VisualK is a new tool that allows to visualise the evolution of the service provided by the K-root name server. It can be used to monitor the status of K-root in near real-time.
Introduction
K-root is one of the 13 Internet root name servers. It is operated by the RIPE NCC since 1997. The service is provided by a set of distributed nodes (called root name server instances) using anycast which means a single IPv4 or IPv6 address is announced simultaneously by a set of nodes deployed in different geographical locations. K-root operates 18 anycast nodes. You can see a map of all anycast nodes on the RIPE NCC’s website.

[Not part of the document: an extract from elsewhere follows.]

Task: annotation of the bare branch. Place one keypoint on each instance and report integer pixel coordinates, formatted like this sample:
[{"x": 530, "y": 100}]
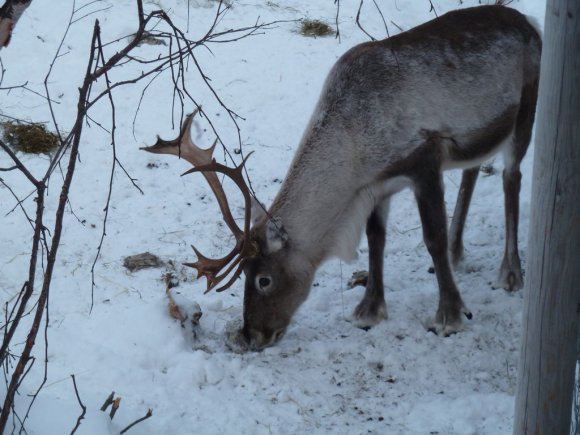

Root name servers are core services of the Internet: as such they receive a huge amount of queries per second and are supposed to answer reliably with acceptable delay. K-root makes no exception, with an average between 10k and 15k queries per second. In the image below, you can see the typical distribution of queries per second on all instances of K-root.
Figure 1: Typical distribution of queries per second on instances of K-root
VisualK was conceived as a tool to efficiently monitor the performance of K-root, showing the traffic load supported by each instance and the traffic migration between pairs of instances over time. It aims at distinguishing usual patterns from unusual patterns, helping operators to timely address specific issues and have a clearer idea of the behavior of the system as a whole.
Overview
The system in action looks as follows. Each instance of K-root is represented by two concentric circles:
- The first one, filled with colour, has a size proportional to the number of queries per second received on that instance;
- The other one, surrounded by a dotted line, shows the average load over the previous 30 minutes as a reference value.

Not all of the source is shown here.